Overview of Substance Abuse Treatment Programs

A male therapist
Treatment is a structured environment that minimizes the potential for exposure to substance use and focuses on the root cause of the addiction. There are a variety of treatment programs for substance abuse. The following are examples of available treatment programs:

Detox — Detoxification is the first part of any drug abuse treatment program. Depending on the drug, this involves either tightly controlled administration or complete suspension of the drug. Patients in a detox center are carefully monitored by medical professionals throughout the detox period to ensure there are no harmful withdrawal symptoms.
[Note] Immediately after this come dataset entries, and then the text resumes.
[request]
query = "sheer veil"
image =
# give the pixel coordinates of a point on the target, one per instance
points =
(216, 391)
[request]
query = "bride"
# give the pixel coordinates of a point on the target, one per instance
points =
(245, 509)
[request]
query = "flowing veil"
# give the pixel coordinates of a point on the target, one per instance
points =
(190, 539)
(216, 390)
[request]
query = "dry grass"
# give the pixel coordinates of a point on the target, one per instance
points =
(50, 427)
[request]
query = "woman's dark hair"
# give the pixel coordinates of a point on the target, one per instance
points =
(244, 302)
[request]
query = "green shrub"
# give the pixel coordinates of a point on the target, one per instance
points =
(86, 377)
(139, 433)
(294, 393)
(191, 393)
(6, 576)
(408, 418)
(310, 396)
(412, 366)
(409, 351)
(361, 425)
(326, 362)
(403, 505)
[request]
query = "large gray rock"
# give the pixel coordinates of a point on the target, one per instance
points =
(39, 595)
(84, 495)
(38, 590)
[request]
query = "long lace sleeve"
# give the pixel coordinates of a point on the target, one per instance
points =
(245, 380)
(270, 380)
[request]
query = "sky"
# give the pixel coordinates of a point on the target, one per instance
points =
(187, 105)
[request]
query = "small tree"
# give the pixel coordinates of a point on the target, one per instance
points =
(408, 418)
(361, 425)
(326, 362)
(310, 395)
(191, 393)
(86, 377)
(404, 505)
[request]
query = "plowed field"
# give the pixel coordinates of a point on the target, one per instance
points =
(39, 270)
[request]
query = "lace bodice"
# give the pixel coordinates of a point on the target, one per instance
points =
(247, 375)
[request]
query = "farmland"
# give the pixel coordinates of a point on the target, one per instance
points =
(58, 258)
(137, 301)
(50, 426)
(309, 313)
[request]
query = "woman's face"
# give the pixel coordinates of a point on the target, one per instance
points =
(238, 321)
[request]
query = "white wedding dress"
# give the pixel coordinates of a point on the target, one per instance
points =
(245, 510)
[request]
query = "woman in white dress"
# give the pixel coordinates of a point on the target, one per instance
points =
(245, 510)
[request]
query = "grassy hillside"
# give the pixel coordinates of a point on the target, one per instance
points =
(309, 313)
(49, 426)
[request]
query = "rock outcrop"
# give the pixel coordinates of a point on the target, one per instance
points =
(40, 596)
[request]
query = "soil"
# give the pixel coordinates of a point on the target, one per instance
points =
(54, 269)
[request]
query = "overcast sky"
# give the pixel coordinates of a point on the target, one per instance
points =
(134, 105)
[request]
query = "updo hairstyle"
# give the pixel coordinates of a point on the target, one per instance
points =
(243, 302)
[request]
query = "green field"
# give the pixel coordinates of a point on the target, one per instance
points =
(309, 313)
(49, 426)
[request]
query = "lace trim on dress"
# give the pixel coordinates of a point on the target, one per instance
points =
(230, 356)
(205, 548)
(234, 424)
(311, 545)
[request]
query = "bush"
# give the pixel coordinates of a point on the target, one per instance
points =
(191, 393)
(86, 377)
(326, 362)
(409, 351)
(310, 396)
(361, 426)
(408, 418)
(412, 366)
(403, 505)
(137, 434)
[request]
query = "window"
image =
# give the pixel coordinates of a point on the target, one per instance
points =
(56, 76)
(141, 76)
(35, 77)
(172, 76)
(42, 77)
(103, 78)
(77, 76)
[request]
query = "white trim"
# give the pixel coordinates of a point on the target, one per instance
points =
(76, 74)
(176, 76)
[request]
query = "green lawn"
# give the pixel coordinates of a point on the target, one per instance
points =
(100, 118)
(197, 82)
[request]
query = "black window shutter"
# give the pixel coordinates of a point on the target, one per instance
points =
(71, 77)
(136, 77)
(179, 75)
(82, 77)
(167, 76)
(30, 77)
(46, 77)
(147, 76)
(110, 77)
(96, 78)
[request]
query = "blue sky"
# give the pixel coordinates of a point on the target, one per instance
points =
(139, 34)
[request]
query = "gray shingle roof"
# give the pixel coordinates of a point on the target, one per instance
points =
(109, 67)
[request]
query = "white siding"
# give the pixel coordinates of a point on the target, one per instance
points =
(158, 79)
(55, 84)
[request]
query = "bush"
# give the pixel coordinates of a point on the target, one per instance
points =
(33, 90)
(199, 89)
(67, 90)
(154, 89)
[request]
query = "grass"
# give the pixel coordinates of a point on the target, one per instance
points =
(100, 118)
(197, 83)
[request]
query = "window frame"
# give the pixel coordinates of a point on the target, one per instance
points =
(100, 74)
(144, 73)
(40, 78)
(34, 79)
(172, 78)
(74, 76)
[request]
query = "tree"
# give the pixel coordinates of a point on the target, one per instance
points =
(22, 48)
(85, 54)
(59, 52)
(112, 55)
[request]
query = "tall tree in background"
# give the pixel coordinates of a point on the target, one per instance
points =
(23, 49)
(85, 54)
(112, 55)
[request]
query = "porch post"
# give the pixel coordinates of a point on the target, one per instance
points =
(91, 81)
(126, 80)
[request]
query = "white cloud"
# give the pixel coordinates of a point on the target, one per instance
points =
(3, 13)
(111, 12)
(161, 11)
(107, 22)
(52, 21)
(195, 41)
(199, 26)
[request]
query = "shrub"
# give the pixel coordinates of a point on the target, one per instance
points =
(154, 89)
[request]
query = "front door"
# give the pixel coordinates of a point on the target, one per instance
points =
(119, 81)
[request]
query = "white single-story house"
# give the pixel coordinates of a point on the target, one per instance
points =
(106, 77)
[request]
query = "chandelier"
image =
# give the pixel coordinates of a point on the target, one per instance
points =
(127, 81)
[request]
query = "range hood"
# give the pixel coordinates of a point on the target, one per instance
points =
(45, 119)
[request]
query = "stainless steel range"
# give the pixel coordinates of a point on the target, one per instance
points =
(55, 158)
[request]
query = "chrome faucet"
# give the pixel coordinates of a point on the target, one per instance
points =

During the detoxification, the body removes the drug from the bloodstream and becomes less physically dependent on it. The length of time for detox varies but averages about 30 days.

Residential treatment — Residential (inpatient) treatment involves living at a treatment facility while undergoing intensive treatment during the day. Residential treatment normally lasts between 30-90 days.

Partial hospitalization — Partial hospitalization is for people who require ongoing medical monitoring but have a stable living situation. Treatment requires meeting at the hospital for 3-5 days a week, 4-6 hours per day.

Intensive outpatient program (IOP) — Not a live-in treatment program, but still requires a major time commitment. IOP usually meet at least 3 days a week for 2-4 hours a day or more. The major focus is relapse prevention and it is usually scheduled around work or school.

Counseling (individual, couples, group, or family) — Works best in conjunction with other types of treatment or as follow-up support (aftercare). Therapy can help identify the root causes of one's substance use, help to rebuild relationships, and teach healthier coping skills.

Sober living — Usually follows intensive care such as residential treatment where one lives with other people in recovery. Facilities provide a supportive drug-free environment to assist with relapse prevention.

Brief intervention — appropriate only for those at risk for substance abuse or addiction, not those who have already developed a serious problem. Interventions may consist of several visits to a healthcare professional to discuss the harmful effects of substance abuse and strategies for cutting back on use of the at-risk substance.

There are many options when it comes to getting help for substance abuse. A primary care provider or treatment professional can help a patient choose the best course of treatment to address their unique situation and needs. Treatment consists of a variety of therapeutic methods including medical intervention, behavioral therapy, relapse prevention, and long-term recovery.